# Homemade Mix



## Cheshire Gleam (Aug 15, 2016)

I know there's topics already on this, but I wanted to make another thread anyway. Lab blocks by themselves are fine though I wanted to try something new and see if it's any cheaper. I haven't worked out percentages yet since I'm still unsure of what the mix will compose of.

I was thinking to use regular oats, dried millet, sunflower seeds, Gerber baby puffs (or knock off brand), chia seeds (just because I have some leftover), dog and/or cat food, maybe a kind of bird mix and lab blocks. I usually buy forty pound bags for around forty dollars, they last fine and I'll just get a smaller quantitiy for the mix. I give them most of the things listed above, so why not incorporate it into their main diet? My mice aren't picky and any suggestions and edits are welcome.

What dog and cat food is popular amonst people who feed it? It probably doesn't matter too much so long as the protein and fat content are where they should be, but I'd like other's opinions.


----------



## Lilly (Nov 21, 2015)

So the main issue with that mix is that it could very easily lead to a low protein/high fat diet.

oats are very low protein, millet isn't great, sunflower seeds low protein high fat,

chia seeds greatly expand when in contact with liquid so i would be very careful unless giving them presoaked, which makes them not very suitable for a mix

gerber puffs on their nutritional profile have 0% protein, now obviously they have some but its so low that it cannot be put down as anything per serving and also most of them have quite a bit of sugar in

bird mix is usually low protein very high fat, the high protein ones are usually for things like cardinal birds and are incredibly high fat.

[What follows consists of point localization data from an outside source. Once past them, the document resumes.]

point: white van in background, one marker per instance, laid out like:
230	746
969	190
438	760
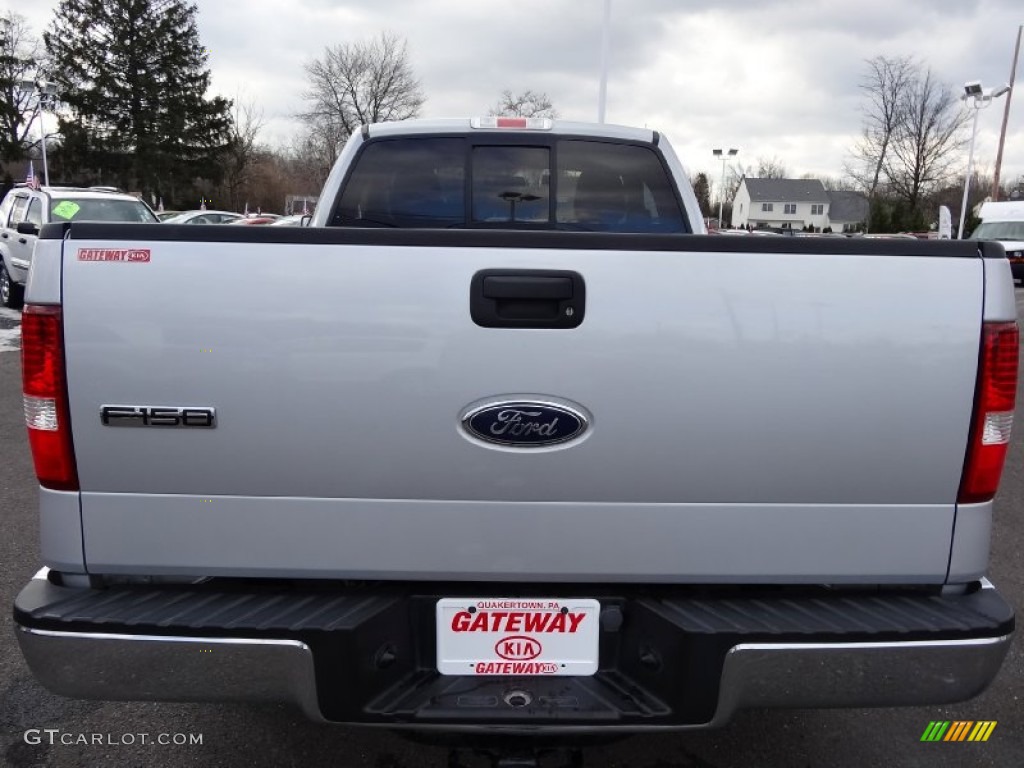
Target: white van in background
1005	222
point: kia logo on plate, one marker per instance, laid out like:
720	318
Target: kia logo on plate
524	423
517	648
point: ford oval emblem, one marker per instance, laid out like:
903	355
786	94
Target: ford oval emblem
524	423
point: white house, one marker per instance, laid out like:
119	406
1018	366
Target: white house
784	203
796	204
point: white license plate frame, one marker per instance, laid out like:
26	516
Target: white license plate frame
521	637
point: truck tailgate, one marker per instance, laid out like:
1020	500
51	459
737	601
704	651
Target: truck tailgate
756	417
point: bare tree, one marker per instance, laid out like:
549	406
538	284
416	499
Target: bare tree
355	84
242	151
886	86
525	104
924	147
22	57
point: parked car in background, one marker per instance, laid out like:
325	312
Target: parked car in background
254	220
203	217
537	462
26	209
294	220
1005	221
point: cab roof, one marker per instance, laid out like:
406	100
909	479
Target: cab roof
466	125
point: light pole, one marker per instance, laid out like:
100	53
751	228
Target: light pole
721	188
979	98
46	93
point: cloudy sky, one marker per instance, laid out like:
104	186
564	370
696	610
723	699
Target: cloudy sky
777	79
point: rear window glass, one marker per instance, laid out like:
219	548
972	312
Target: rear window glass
511	183
407	183
614	187
999	230
567	184
98	209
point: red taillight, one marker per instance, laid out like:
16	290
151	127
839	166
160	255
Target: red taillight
522	124
993	416
45	392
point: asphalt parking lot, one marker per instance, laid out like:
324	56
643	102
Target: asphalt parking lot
40	729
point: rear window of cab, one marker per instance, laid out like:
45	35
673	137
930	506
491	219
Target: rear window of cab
569	183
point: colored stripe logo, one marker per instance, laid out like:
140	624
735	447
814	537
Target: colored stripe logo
958	730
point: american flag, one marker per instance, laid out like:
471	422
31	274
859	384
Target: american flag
31	178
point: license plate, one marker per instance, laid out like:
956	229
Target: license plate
517	636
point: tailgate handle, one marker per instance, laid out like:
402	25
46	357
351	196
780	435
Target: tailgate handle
519	287
527	298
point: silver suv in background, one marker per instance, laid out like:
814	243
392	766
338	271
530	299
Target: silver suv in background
25	210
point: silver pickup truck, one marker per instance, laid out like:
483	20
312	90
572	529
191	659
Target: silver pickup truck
506	441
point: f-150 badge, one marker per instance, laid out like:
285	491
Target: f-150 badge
524	423
158	416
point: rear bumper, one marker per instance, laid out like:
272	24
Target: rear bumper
18	269
365	655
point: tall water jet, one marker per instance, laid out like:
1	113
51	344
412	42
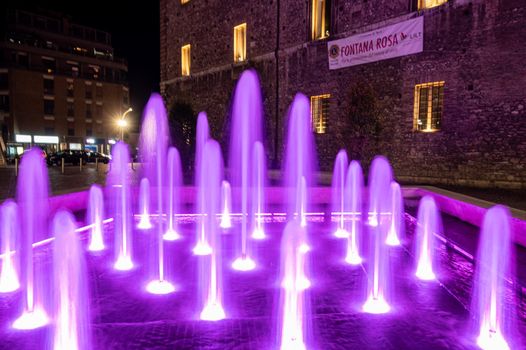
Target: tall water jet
300	152
378	284
380	177
301	201
293	283
32	199
95	218
396	228
353	208
493	316
338	189
144	205
258	188
71	328
9	235
202	246
154	144
119	182
245	130
429	224
226	195
213	308
175	180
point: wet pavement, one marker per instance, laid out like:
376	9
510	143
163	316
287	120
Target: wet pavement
425	315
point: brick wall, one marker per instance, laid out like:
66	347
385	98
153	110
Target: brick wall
474	46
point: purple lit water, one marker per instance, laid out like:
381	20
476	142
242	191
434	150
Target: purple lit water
429	224
71	315
245	131
144	205
210	266
175	181
95	218
354	209
259	172
9	236
493	313
338	193
378	266
119	185
32	199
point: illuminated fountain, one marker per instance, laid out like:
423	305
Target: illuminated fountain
211	265
9	234
293	283
202	246
95	218
32	198
144	205
175	180
380	177
429	224
247	109
154	143
226	200
71	326
119	182
354	208
492	314
378	272
396	228
338	189
258	187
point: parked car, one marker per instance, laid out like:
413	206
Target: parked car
70	157
92	156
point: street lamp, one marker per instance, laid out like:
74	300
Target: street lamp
122	123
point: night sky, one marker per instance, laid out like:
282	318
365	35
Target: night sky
134	28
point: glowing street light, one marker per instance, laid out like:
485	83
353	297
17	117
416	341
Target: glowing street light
122	123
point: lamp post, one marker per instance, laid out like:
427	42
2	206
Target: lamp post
122	122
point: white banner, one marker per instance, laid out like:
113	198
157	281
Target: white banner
396	40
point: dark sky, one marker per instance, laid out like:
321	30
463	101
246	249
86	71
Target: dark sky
134	27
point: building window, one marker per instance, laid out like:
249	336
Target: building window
94	71
320	19
185	60
70	88
49	86
429	101
4	103
49	107
427	4
89	92
98	91
23	59
4	81
71	109
319	107
48	64
89	113
240	42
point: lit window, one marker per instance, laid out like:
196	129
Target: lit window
429	101
321	18
427	4
185	60
319	107
240	42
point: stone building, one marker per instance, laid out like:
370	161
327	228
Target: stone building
453	113
60	84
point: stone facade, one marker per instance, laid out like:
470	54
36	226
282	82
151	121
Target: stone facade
474	46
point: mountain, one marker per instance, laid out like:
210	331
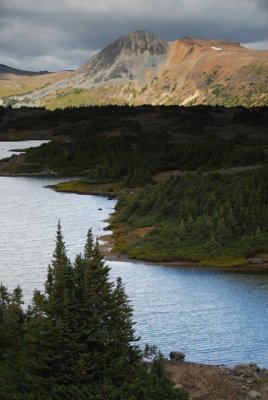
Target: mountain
15	82
141	68
128	58
5	69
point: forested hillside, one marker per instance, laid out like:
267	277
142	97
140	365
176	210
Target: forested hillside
209	217
193	179
76	340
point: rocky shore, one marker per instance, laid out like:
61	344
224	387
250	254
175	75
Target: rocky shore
107	249
210	382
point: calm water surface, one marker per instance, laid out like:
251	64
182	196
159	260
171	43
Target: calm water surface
7	147
211	316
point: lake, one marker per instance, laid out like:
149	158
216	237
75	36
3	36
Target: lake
7	148
213	317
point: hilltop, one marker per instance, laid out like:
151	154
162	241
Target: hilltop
141	68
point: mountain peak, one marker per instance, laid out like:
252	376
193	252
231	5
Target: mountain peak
129	57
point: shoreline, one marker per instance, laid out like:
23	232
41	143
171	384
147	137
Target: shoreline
216	382
107	244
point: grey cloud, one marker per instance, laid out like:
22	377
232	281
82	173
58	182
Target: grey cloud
65	33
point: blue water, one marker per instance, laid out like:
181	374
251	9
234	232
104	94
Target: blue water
213	317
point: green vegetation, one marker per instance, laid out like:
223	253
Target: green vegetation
76	340
218	219
213	209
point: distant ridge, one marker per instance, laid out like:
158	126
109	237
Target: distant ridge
141	68
9	70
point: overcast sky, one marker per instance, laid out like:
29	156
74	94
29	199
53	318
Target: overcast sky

dog or cat food is decent to add but also tends to add a TON more fat for the protein. Tractor Supply Company has a brand called Doggy Bag that is comparable to the lab blocks roughly but won't boost protein. I add cat foods to my mix, but adding high protein cat or dog food usually increases the cost to a lot higher than pure lab blocks.


----------



## Cheshire Gleam (Aug 15, 2016)

If you don't mind me asking, what do you use in your mix and is it more costly than lab blocks? As for the Gerber puffs, they'd just be a sweet treat in the mix but I could substitute them for something more nutritionally useful. I didn't realize it would be high fat, if anything I thought there might be a little too much protein. Thanks for pointing that out.


----------



## Lilly (Nov 21, 2015)

Well the price of lab blocks very much varies, for me I can get some 16% protein blocks 40lb bag for $33 but that is too low protein so then have to supplement with quite high protein, which takes the cost up quite a bit. The other option is to order online at $27 for 25lb, so we're looking at a little over $1/lb for the blocks I have access to

My mix is 2 parts doggy bag (a tractor supply own brand dog food, ingredients very similar to the 16% protein blocks but its 18% protein instead), 1 part cat food as the main. Right now I was testing some out but will be getting multi cat from TSC too probably.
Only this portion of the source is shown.